I consigli anti debito di Mussari: vendere gli immobili statali

Michele Arnese

Italia in tensione sui mercati finanziari. Non soltanto per Piazza Affari debole, in particolare per il comparto bancario. Ma soprattutto per il livello da primato raggiunto dallo spread fra i nostrani Btp e i tedeschi Bund. I motivi dell'accresciuto rischio paese sono diversi: l'effetto perpetuo dei recenti allarmi delle agenzie di rating su Grecia e Portogallo, con ricadute indirette pure per l'Italia; le fibrillazioni politiche dopo le inchieste giudiziarie che lambiscono il ministro dell'Economia, Giulio Tremonti.
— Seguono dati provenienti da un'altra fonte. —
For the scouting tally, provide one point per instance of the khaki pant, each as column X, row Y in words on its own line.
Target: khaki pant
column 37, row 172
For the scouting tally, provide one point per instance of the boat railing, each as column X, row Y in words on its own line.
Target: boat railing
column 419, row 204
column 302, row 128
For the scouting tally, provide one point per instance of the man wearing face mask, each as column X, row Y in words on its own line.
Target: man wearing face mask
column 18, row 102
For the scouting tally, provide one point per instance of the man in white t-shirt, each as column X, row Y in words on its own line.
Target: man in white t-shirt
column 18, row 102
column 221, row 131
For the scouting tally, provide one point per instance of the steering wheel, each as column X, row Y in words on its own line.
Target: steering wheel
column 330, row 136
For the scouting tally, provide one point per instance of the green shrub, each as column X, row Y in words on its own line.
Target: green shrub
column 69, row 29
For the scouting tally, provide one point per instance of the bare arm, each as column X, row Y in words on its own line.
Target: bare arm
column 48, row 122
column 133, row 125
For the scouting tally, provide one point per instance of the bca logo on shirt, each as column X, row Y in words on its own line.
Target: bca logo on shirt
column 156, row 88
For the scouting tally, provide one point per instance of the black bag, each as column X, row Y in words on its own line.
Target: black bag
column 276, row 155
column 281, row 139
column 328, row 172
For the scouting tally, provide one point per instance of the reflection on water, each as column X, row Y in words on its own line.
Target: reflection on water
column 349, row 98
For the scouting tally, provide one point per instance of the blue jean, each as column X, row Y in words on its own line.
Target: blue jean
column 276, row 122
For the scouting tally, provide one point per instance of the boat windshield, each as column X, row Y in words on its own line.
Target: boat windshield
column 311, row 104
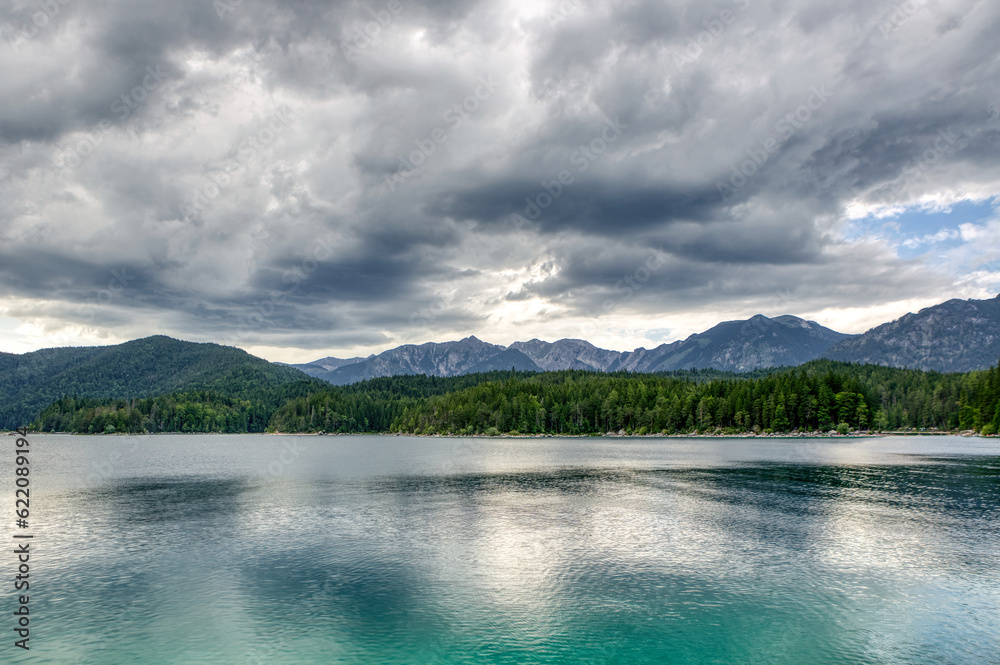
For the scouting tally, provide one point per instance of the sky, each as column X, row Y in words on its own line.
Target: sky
column 303, row 179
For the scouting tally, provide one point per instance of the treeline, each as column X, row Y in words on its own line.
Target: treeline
column 818, row 396
column 245, row 410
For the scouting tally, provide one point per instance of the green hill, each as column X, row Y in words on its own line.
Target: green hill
column 141, row 368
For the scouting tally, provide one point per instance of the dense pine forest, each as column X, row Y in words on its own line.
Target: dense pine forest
column 819, row 396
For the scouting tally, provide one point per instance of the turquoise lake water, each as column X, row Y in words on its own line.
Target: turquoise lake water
column 274, row 549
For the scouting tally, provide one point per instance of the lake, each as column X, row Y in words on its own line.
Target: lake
column 382, row 549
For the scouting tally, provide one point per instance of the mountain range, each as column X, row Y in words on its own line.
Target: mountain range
column 955, row 336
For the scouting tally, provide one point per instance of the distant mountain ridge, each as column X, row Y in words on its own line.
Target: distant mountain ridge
column 736, row 346
column 955, row 336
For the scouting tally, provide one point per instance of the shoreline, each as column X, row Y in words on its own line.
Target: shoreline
column 695, row 435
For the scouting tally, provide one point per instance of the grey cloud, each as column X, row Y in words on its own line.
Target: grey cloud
column 439, row 251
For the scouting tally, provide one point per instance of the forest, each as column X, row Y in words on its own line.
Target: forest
column 819, row 396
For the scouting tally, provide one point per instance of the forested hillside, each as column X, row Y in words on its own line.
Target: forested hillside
column 818, row 396
column 140, row 368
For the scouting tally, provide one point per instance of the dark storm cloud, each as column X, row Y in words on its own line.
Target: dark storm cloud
column 444, row 160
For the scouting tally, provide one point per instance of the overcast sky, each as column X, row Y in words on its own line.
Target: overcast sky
column 305, row 178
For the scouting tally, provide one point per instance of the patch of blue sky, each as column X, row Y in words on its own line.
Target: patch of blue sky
column 921, row 230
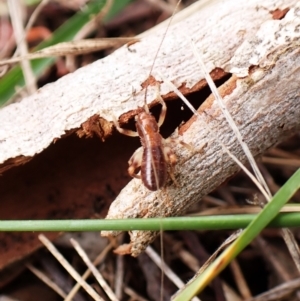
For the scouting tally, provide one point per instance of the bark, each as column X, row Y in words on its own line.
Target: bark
column 257, row 42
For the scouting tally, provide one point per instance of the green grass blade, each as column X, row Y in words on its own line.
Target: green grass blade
column 14, row 78
column 215, row 222
column 268, row 213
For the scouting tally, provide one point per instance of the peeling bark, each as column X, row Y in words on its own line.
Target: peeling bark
column 260, row 48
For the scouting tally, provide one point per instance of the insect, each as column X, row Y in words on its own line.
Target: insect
column 155, row 157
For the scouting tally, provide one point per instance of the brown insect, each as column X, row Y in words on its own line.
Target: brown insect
column 155, row 157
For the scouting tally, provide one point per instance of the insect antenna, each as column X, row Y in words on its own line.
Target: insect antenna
column 157, row 52
column 152, row 159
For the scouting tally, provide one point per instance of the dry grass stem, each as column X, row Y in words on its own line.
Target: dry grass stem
column 51, row 248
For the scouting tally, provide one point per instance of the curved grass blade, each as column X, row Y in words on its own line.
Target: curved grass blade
column 268, row 213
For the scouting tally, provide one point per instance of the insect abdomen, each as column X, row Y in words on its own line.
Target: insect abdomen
column 153, row 168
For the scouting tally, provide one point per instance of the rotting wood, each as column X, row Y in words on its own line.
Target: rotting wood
column 264, row 103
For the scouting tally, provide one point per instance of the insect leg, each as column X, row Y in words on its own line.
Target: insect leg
column 135, row 162
column 171, row 159
column 124, row 131
column 163, row 111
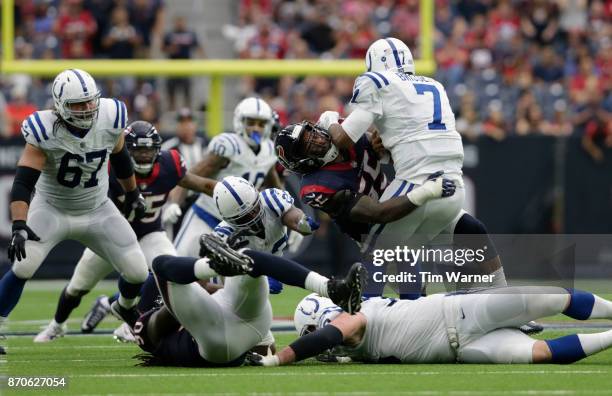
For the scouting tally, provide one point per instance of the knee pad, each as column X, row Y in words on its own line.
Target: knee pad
column 472, row 233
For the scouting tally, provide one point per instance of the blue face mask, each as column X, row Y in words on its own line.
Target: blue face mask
column 256, row 137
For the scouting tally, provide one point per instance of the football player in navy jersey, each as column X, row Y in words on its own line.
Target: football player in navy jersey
column 157, row 173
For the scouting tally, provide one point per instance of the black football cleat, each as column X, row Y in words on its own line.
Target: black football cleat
column 98, row 311
column 129, row 316
column 347, row 292
column 531, row 328
column 224, row 260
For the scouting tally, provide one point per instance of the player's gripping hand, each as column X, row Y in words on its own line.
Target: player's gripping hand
column 275, row 286
column 21, row 233
column 327, row 118
column 434, row 187
column 255, row 359
column 171, row 214
column 134, row 202
column 307, row 225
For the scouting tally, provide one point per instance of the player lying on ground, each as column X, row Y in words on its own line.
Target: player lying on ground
column 453, row 328
column 219, row 329
column 65, row 160
column 248, row 153
column 157, row 173
column 346, row 184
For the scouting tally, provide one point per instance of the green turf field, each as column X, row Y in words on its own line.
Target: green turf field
column 97, row 365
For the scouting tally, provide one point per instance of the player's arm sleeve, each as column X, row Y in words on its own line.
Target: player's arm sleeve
column 279, row 201
column 366, row 103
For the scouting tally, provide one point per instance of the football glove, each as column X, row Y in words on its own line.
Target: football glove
column 434, row 187
column 275, row 286
column 307, row 226
column 134, row 202
column 327, row 118
column 255, row 359
column 171, row 214
column 21, row 233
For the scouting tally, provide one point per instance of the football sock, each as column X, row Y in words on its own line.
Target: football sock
column 148, row 294
column 66, row 304
column 574, row 347
column 584, row 305
column 11, row 288
column 175, row 269
column 284, row 270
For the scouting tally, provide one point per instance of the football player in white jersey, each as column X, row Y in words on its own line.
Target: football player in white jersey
column 248, row 153
column 416, row 123
column 65, row 159
column 477, row 327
    Italia in tensione sui mercati finanziari. Non soltanto per Piazza Affari debole, in particolare per il comparto bancario. Ma soprattutto per il livello da primato raggiunto dallo spread fra i nostrani Btp e i tedeschi Bund. I motivi dell'accresciuto rischio paese sono diversi: l'effetto perpetuo dei recenti allarmi delle agenzie di rating su Grecia e Portogallo, con ricadute indirette pure per l'Italia; le fibrillazioni politiche dopo le inchieste giudiziarie che lambiscono il ministro dell'Economia, Giulio Tremonti, per la richiesta di arresto del deputato Marco Milanese (Pdl), suo consigliere politico e uomo di stretta fiducia.

    Le tensioni si sono affievolite con due dichiarazioni. La prima di Mario Draghi, governatore della Banca d'Italia e prossimo presidente della Banca centrale europea, che ha rassicurato sulla solidità dei conti pubblici italiani, apprezzando la manovra economica del governo. La seconda di Silvio Berlusconi, dopo un incontro con il ministro dell'Economia e il sottosegretario alla presidenza del Consiglio, Gianni Letta: “E' stato fatto il punto sui problemi più attuali – si legge nel comunicato di Palazzo Chigi – a cominciare dal rafforzamento dell'azione di governo. Il presidente Berlusconi ha ribadito la volontà del governo italiano di raggiungere il pareggio di bilancio per il 2014, in linea con gli impegni assunti a livello europeo. Il decreto sulla manovra sarà approvato prima dell'estate”.

    Al ministero dell'Economia si stringono anche i tempi sul patrimonio pubblico. Di privatizzazioni delle partecipazioni nelle società non si parla, ma ieri il Tesoro ha comunicato i primi risultati del censimento dei beni immobili di proprietà delle amministrazioni pubbliche avviato lo scorso anno. Il censimento è comunque parziale, visto che finora il Tesoro ha acquisito i dati soltanto da oltre la metà delle amministrazioni pubbliche. Il presunto valore di mercato degli immobili è tra i 239 e 319 miliardi di euro, mentre per i terreni il valore oscilla tra gli 11 e 49 miliardi di euro. Di patrimonio pubblico si è occupata anche una delle commissioni, volute da Tremonti per la riforma del fisco e del bilancio pubblico, presieduta dall'economista Piero Giarda, già sottosegretario alle Finanze nel governo Prodi. Durante i lavori della commissione, costituita anche dai rappresentanti di imprenditori, professionisti e sindacalisti, è arrivata un'indicazione chiara dell'Associazione bancaria italiana (Abi): urge un maxi piano di vendita di immobili statali per ridurre davvero il debito pubblico. Due le proposte dell'Abi che si ricavano dal documento riservato, che il Foglio ha letto, dell'associazione presieduta da Giuseppe Mussari.

    La prima considera un piano di vendite “in grado di metterci in condizioni di rispettare la nuova possibile regola europea”: in questo quadro i saldi di finanza pubblica beneficerebbero “oltre che degli effetti diretti della dismissione sullo stock di debito anche degli effetti indiretti legati sia a una minore spesa per interessi, sia al beneficio derivante dalla dismissione di un patrimonio che costa più di quello che rende”. La seconda proposta “ipotizza che lo stato mantenga lo stock di asset disponibile, ma si attivi per migliorarne la redditività”. Secondo i banchieri, “sarebbe possibile aumentare significativamente il rendimento lordo del patrimonio pubblico fino a un livello del 5,7 per cento, che corrisponde a un rendimento al netto dei costi del 3,8 per cento”.

    I due piani alternativi producono diversi effetti: “Se nel breve periodo sarebbe più conveniente fare affidamento sul piano di dismissione, un'azione di aumento della redditività del patrimonio risulterebbe invece in grado di massimizzare la riduzione del rapporto debito/pil nel più lungo termine: questa opzione consentirebbe di raggiungere nel 2035 un livello del rapporto di poco superiore al 60 per cento, livello di oltre 13 punti inferiore a quello che si otterrebbe via dismissioni”.